Critiques

Kele

The Waves Pt. 1

  • !K7 / KOLA Records
  • 2021
  • 50 minutes
7

Confinement oblige, la pandémie a forcé de nombreux groupes et artistes à revoir leur approche, à opter pour quelque chose de plus minimaliste en raison de la difficulté à réunir une bande de musiciens en studio. C’est dans cet esprit que le Britannique Kele (Bloc Party) lançait récemment The Waves Pt. 1, un album tout en retenue évoquant autant la musique de film que l’œuvre de Steve Reich et Philip Glass.

De la part d’un musicien qui a parfois versé dans un excès de grandiloquence, le geste n’est pas banal. Depuis le début de sa carrière solo en 2010, Kele (Okereke de son nom de famille) a souvent donné l’impression de vouloir se défaire de l’héritage indie rock de Bloc Party en versant à l’inverse dans une électro-pop un peu convenue. Par exemple, son deuxième album Trick, paru en 2014, proposait un univers très léché, marqué par des rythmes dansants et fortement influencé par la scène électro du début des années 2000. Après le presque folk Fatherland en 2017, il lançait il y a deux ans 2042, un disque fourre-tout mélangeant maladroitement la pop, l’électro et le rap, malgré un message très pertinent sur le racisme en Grande-Bretagne.

Misant presque exclusivement sur le pouvoir de la voix et les textures de guitares, The Waves Pt. 1 se situe aux antipodes de l’œuvre précédente de Kele. Il n’y a aucune batterie ici, ni même aucune pulsation soutenue pour battre la mesure. C’est un album de solitude créé bien sûr dans un contexte particulier dont le dépouillement et l’économie de moyens ne semblent pas avoir été provoqués par les circonstances, mais ils apparaissent plutôt comme le résultat naturel de la vision de l’artiste.

The Waves Pt. 1 combine à la fois des morceaux chantés, d’autres avec une narration et quelques pièces instrumentales pour former un tout d’une très belle cohésion. Les couches de guitares sont brillamment assemblées, avec souvent deux ou trois parties superposées, en plus de l’ajout occasionnel d’effets électroniques, notamment sur Smalltown Boy, une reprise d’un succès des années 80 qui prend ici une autre tournure en l’absence de batterie. Les musiques sont souvent répétitives, évoquant les codes de l’école minimaliste américaine des années 60 et 70 mais aussi l’œuvre du compositeur Arvo Pärt. On se surprend même à penser à Yann Tiersen sur un titre comme Nineveh, une des rares pièces basées sur une boucle de piano.

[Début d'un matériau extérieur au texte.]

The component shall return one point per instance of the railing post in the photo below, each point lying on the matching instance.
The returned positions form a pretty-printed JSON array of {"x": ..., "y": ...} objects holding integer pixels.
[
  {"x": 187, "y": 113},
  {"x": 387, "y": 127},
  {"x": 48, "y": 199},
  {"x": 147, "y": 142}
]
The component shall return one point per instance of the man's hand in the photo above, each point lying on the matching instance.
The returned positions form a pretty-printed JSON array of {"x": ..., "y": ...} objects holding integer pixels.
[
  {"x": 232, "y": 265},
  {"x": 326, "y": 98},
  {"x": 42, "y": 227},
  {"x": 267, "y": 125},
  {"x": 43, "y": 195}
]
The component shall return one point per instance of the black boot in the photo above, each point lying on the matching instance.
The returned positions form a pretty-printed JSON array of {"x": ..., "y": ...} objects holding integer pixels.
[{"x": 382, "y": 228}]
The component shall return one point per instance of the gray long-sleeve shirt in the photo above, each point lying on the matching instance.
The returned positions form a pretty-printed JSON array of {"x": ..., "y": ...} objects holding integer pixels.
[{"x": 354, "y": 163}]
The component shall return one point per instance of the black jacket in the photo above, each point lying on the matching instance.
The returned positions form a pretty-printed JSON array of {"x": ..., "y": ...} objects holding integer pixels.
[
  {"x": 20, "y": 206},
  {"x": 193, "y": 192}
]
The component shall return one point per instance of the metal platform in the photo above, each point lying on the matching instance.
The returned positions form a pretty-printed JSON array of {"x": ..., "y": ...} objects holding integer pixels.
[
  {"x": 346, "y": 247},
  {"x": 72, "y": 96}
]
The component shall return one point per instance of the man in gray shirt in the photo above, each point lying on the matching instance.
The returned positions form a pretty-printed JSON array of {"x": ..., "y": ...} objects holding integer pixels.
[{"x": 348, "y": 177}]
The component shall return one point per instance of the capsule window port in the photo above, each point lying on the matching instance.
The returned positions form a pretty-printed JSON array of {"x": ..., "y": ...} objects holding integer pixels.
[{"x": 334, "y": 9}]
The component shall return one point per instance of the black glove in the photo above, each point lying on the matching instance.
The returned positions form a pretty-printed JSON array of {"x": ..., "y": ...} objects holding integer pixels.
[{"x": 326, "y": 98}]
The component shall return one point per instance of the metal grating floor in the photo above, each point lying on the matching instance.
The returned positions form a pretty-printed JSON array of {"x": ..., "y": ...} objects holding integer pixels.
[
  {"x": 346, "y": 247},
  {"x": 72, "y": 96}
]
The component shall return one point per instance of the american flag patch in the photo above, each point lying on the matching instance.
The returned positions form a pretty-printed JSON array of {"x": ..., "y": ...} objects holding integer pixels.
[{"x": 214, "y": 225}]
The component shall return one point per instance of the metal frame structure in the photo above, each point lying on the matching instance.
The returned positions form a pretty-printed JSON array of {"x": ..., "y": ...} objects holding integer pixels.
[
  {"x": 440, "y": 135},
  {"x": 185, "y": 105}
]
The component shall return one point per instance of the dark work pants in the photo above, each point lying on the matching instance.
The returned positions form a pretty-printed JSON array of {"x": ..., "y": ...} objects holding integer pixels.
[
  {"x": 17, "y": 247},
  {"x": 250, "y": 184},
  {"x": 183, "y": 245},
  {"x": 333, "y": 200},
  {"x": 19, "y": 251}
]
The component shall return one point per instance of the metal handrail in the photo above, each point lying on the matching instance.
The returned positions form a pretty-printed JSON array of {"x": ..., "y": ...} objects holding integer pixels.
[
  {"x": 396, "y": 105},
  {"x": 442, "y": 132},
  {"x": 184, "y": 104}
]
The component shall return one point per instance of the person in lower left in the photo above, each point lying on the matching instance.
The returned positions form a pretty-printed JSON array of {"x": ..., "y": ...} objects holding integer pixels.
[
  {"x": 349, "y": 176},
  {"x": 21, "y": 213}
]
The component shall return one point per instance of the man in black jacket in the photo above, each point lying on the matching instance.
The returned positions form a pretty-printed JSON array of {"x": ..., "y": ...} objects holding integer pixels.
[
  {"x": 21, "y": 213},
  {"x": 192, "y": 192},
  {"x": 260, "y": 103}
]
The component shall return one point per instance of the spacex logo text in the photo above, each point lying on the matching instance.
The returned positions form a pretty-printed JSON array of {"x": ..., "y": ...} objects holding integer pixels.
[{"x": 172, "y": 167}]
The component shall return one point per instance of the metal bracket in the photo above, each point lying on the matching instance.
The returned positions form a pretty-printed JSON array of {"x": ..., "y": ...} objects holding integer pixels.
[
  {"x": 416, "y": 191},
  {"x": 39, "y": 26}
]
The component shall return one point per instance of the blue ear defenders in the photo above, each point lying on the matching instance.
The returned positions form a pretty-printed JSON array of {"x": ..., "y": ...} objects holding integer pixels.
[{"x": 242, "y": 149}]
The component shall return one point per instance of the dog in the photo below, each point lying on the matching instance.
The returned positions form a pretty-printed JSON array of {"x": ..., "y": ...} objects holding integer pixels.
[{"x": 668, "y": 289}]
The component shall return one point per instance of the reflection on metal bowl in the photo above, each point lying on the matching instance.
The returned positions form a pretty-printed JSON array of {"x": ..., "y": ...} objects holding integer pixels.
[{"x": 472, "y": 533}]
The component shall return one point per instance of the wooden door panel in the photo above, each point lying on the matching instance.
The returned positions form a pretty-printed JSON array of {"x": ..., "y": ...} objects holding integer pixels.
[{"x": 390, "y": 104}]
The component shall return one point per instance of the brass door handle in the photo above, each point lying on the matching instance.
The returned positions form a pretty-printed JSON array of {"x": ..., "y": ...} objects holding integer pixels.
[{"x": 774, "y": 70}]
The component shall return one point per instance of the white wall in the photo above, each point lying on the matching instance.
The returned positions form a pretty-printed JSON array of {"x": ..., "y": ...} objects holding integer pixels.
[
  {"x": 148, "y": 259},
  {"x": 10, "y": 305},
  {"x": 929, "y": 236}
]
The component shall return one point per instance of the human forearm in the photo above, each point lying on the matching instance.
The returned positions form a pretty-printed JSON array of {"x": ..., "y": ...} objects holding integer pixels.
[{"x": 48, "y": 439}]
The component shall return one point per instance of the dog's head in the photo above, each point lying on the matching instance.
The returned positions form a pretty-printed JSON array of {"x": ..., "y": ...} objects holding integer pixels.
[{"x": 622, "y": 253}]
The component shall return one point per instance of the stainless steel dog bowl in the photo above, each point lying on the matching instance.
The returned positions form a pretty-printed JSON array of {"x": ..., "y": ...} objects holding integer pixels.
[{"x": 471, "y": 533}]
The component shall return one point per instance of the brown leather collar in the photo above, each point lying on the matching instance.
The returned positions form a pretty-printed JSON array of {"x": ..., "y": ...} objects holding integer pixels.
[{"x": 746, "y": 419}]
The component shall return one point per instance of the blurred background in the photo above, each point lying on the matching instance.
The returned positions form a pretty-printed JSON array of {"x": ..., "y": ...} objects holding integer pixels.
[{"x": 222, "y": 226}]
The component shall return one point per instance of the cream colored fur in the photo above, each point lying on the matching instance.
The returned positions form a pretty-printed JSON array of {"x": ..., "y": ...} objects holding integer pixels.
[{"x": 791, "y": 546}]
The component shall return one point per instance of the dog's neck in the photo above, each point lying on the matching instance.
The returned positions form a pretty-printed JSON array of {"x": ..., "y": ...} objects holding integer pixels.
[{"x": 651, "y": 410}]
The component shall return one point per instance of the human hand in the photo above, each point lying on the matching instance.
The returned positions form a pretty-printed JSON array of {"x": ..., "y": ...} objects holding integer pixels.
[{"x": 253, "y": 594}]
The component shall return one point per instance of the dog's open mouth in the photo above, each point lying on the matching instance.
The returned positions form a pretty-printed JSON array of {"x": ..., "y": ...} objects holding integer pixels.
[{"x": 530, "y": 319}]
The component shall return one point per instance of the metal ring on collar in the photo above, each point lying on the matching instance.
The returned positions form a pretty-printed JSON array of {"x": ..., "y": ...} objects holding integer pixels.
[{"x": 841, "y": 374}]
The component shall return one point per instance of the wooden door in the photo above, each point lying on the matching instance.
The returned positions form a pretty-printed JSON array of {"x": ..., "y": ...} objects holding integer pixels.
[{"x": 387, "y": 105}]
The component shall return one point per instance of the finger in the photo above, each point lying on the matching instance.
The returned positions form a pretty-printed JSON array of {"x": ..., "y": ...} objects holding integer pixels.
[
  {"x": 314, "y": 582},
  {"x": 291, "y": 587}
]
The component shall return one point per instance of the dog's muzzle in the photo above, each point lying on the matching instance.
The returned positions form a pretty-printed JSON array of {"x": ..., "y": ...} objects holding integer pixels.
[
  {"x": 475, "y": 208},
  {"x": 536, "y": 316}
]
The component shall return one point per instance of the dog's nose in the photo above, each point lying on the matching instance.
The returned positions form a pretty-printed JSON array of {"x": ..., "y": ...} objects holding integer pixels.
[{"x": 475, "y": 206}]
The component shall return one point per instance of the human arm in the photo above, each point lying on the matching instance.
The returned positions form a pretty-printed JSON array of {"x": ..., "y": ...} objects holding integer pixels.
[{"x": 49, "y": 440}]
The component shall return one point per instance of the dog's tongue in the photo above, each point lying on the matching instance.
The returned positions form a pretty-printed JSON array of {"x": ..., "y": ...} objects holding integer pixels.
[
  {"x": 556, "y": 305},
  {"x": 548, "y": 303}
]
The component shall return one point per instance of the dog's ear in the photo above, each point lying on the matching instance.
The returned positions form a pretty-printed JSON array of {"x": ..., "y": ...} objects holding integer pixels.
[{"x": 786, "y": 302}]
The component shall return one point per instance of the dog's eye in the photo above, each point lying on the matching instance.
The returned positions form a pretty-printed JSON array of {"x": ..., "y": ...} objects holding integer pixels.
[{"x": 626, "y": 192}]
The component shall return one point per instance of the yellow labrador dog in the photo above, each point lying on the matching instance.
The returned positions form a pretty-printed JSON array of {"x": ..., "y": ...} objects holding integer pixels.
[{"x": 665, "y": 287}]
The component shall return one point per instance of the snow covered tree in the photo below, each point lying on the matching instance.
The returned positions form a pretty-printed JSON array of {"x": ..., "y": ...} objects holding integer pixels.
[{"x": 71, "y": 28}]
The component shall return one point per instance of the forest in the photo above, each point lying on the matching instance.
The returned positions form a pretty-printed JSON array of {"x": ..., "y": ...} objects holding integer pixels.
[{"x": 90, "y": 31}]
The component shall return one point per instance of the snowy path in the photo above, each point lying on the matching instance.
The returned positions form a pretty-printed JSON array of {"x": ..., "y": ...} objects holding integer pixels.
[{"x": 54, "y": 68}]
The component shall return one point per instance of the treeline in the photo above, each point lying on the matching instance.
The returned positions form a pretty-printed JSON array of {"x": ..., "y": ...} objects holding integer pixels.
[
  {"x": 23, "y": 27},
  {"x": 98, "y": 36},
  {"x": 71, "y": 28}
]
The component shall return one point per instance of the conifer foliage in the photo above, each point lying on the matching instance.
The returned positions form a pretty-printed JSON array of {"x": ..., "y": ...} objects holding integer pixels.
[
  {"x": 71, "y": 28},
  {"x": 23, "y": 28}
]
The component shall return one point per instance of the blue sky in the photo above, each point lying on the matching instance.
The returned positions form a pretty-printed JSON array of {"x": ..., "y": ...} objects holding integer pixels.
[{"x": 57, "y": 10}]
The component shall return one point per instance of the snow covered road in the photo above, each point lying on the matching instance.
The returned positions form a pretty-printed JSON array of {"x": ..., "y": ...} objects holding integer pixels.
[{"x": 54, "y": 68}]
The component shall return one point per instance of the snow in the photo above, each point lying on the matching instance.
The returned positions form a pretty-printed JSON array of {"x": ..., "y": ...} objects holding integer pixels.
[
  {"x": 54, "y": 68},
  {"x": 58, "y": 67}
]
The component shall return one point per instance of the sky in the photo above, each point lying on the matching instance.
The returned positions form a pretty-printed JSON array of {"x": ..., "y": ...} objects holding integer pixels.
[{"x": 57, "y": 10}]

Malgré son instrumentation plutôt limitée, The Waves Pt. 1 n’est pas non plus dénué de grandeur, et Kele parvient à faire monter l’intensité en s’appuyant sur de subtils changements de texture. C’est le cas sur la délicate Message from the Spirit World en ouverture, où le musicien utilise sa collection de pédales d’effets pour évoquer l’idée d’une mer agitée. Parmi les moments forts, on retient également l’instrumentale The Patriots, la plus dramatique du lot avec sa basse lourde et insistante.

Sur le plan des textes, The Waves Pt. 1 n’est pas aussi chargé politiquement que 2042 et aborde des thèmes davantage personnels et intimistes, que ce soit la famille (très belle They Didn’t See It Coming), l’infidélité (poignante The Way We Live Now) ou l’anxiété (Intention, qui échantillonne une voix qu’on croirait sortie d’une séance de méditation guidée). Toutefois, on sent que Kele a voulu se libérer du poids des mots, et l’accent est souvent mis sur la musique plutôt que sur les paroles.

Bien sûr, The Waves Pt. 1 n’est pas sans défaut. Il y a quelques longueurs (notamment dans les pièces avec narration) et certains motifs musicaux pèchent parfois par excès de simplicité. Mais il s’agit peut-être de son disque solo le plus intéressant, le plus texturé et le plus évocateur, avec un très beau travail sur le plan des guitares. Le genre d’album parfait pour accompagner une balade nocturne en solitaire.